Their last time out, the Los Angeles Lakers were embarrassed in arguably their worst loss of the season against the Boston Celtics.
A trip to Madison Square Garden righted the ship.
Anthony Davis scored 28 points and LeBron James added 21, leading the Lakers to a 100-92 win over the New York Knicks on Wednesday.
It was a stark contrast to James' last appearance at the Basketball Mecca last March, which saw his buzzer-beater blocked by Mario Hezonja to cap off the worst quarter of his professional career. The lasting image of James, slumped over in a combination of exhaustion and frustration after being unable to vanquish the lowly Knicks, led some to wonder if we were seeing the death of his prime in realtime.
We know by now all of the handwringing was premature. James is once again back to playing MVP-level basketball while leading the Lakers to the best record in the Western Conference.
The Knicks remain the same cellar dwellers they were during that March meeting and have lost nine of their last 11.
LeBron, AD Continue to Mask Weaknesses in Lakers Roster
The Lakers are going as far as LeBron and AD take them. Luckily, James and Davis can take you really far in a season where there is not one perfect roster.
If this were a game against a better team, though, the Lakers are probably walking away with their second straight loss. Danny Green and Avery Bradley were a combined 3-of-14 from the floor. Kyle Kuzma was essentially a ghost until the fourth quarter. Dwight Howard and Kentavious Caldwell-Pope were the only two role players who actually filled their roles Wednesday.
On certain nights, particularly ones against lowly opponents, a dose of LeBron and AD plus two role players is going to be enough to win. That won't be the case in May, when the margin for error will shrink and the Lakers will need someone to consistently step up next to their two superstars.
That person may be on the roster now or may come via trade within the next couple of weeks. At 35-9, it's hard to find much to complain about. But this roster wasn't constructed with the goal of the No. 1 seed in the West in mind; it was constructed with the idea of winning a championship.
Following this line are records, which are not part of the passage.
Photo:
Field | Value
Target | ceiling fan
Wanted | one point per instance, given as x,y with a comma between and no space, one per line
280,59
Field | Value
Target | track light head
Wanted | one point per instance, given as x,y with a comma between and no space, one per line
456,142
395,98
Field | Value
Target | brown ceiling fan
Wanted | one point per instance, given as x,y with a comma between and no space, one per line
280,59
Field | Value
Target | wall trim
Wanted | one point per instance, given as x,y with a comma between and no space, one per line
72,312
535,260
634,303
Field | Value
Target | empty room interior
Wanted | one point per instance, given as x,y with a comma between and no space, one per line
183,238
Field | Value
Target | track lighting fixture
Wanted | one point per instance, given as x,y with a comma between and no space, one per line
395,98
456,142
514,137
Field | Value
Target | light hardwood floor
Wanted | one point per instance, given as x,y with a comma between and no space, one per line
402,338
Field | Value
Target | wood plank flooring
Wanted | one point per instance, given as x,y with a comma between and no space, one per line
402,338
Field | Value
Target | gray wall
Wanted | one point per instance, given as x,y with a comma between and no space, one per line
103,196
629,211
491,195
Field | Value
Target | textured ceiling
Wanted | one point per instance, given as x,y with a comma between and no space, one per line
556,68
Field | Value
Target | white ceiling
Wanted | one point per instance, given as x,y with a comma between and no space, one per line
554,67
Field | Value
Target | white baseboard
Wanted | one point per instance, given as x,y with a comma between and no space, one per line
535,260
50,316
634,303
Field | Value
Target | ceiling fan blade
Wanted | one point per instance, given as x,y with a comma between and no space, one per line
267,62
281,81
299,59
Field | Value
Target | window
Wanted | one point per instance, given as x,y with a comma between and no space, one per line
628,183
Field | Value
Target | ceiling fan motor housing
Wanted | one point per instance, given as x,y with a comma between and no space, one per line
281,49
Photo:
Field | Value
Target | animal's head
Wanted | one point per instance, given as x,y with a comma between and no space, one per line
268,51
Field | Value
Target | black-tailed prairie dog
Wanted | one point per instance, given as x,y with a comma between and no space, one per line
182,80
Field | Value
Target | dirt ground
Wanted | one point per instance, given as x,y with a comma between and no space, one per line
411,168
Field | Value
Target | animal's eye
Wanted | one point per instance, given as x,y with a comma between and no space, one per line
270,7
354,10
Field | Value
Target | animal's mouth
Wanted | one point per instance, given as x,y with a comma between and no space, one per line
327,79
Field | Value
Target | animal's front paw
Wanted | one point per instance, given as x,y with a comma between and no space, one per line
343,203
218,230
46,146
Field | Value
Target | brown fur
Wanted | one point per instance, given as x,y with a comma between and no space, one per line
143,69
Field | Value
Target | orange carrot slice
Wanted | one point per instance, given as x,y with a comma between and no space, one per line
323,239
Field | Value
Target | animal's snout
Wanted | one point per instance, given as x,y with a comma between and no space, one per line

You're not going to win many games in May with a starting backcourt shooting less than 25 percent.
It's Time to Trade Vets, Give Kids Playing Time
There's no reason for Taj Gibson to be in the starting lineup for an NBA team in the year 2020. There's no reason for Marcus Morris Sr. to still be on this Knicks roster when there are teams desperate for his skill set and likely ready to offer a first-round pick.
The Knicks need to get Mitchell Robinson, Kevin Knox, Dennis Smith Jr. and RJ Barrett as many reps as possible—even if they haven't earned them. The only way for them to grow and for the team to assess whether they're worthwhile developmental projects is to get them on the floor together and take lumps. This is a 12-33 basketball team being led by an interim coach; throw the young guys to the wolves and keep paying the vets that remain handsomely to offer mentorship and wave towels.
Aside from Morris, who has played himself into a big contract this summer, every decision this Knicks front office made this summer has proved disastrous. Julius Randle is a 25-year-old putting up the NBA's most empty-calories 19-9-3 stat line. Bobby Portis is averaging less than 10 points per game for the first time since 2016-17. Gibson's signing made little sense when it happened and even less now.
Play the kids and wash yourself of the summer as much as possible already.
The Knicks host the Raptors on Friday, while the Lakers play Brooklyn in the second night of a back-to-back on Thursday.